India as arms exporter:

  • India too is eager to export arms and there has been some progress in recent months. The export of Brahmos to the Philippines in 2022 has been a major milestone in the country’s evolution as an arms producer.
  • The largest destination for Indian arms exports is not the developing world, but the US. That has largely come from the Indian supply sub-assemblies to US weapons systems.
  • When it comes to selling in the markets of the Global South, India is struggling to fend off competition from the better-organised and more developed South Korean manufacturers.
  • There has been much media speculation that India’s HAL has been close to clinching the contracts in Malaysia and Egypt for its Tejas fighters. In both places, the fighter and trainer aircraft built by Korea Aircraft Industries won the competition.

 

Japan’s new policies:

  • Russia’s war in Ukraine has also woken up the world’s third-largest economy, Japan, to rethink its security policies.

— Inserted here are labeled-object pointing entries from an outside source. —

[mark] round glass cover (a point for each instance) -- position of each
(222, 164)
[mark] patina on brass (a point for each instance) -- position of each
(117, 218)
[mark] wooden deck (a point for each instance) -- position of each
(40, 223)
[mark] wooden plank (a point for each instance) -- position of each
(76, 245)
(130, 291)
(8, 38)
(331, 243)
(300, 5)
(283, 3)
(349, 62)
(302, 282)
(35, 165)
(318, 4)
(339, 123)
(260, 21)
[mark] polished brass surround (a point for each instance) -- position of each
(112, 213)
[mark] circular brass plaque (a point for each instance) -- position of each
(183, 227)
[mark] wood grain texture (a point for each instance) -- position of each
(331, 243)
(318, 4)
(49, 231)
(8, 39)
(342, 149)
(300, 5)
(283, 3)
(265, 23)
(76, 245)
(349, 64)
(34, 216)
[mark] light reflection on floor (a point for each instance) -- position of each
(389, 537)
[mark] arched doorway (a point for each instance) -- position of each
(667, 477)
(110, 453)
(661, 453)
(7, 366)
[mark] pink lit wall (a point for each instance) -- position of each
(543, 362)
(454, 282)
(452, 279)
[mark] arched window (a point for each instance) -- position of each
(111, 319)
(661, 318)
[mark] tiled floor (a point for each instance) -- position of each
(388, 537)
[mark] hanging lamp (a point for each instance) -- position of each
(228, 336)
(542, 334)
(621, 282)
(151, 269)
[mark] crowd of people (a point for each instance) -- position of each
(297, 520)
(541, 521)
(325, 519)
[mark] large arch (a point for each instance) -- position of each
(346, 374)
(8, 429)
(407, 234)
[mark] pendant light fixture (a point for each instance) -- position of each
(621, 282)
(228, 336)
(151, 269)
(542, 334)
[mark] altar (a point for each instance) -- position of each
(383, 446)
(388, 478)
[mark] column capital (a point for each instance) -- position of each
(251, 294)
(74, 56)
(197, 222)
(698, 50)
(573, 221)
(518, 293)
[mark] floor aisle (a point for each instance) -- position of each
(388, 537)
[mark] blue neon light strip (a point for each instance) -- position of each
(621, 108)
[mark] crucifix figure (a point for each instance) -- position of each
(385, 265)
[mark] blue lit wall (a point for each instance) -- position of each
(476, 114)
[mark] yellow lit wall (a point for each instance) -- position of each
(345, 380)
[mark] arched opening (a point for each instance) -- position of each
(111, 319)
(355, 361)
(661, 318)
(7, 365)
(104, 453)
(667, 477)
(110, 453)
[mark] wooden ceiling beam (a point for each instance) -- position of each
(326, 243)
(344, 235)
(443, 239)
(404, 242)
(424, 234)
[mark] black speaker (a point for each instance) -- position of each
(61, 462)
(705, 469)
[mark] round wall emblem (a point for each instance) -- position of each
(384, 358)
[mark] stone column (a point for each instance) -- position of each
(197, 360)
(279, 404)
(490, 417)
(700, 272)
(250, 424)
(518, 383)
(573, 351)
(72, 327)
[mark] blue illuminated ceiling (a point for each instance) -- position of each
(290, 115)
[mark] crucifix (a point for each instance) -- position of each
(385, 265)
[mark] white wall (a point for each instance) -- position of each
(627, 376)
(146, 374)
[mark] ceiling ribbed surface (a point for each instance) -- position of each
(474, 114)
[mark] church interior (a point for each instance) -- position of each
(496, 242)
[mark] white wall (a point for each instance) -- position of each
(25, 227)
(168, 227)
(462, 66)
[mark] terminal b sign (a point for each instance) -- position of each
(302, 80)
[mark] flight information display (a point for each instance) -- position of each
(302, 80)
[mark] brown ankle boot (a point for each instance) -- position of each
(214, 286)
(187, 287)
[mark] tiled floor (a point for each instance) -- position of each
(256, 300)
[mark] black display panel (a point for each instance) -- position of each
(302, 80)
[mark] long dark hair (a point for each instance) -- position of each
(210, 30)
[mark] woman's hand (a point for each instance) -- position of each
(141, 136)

Selling arms to friends and partners is among the many outcomes of Japan’s recent radical overhaul of its national defence policy.
  • Although it had a powerful arms industry of its own that made a great impact during the Second World War, post-war pacifism bottled up its arms makers.
  • Japan has provided some non-lethal military assistance to Ukraine; it might be a while before Japan becomes a major arms exporter like South Korea. But Japan is preparing to boost its weapons sales over the longer term.
  • Japan plans to double defence spending over the next five years. Japan is also tying up with European and American arms companies to develop fighter aircraft, missiles and drones for domestic use as well as exports.

Way Forward:

  • For India, which is coping with the Chinese military challenge on its borders as well as in its waters as well as reducing its dependence on Russian weapons, the new and dynamic defence engagement between Europe and Asia opens up multiple opportunities.
  • This includes the possibilities for modernising its rusty defence industrial base in partnership with friendly states.
  • India’s recent agreement with the US on expanding joint defence production and technology should be a precursor to a wider range of agreements with its European and Asian partners to transform India’s defence production and enhance its arms exports.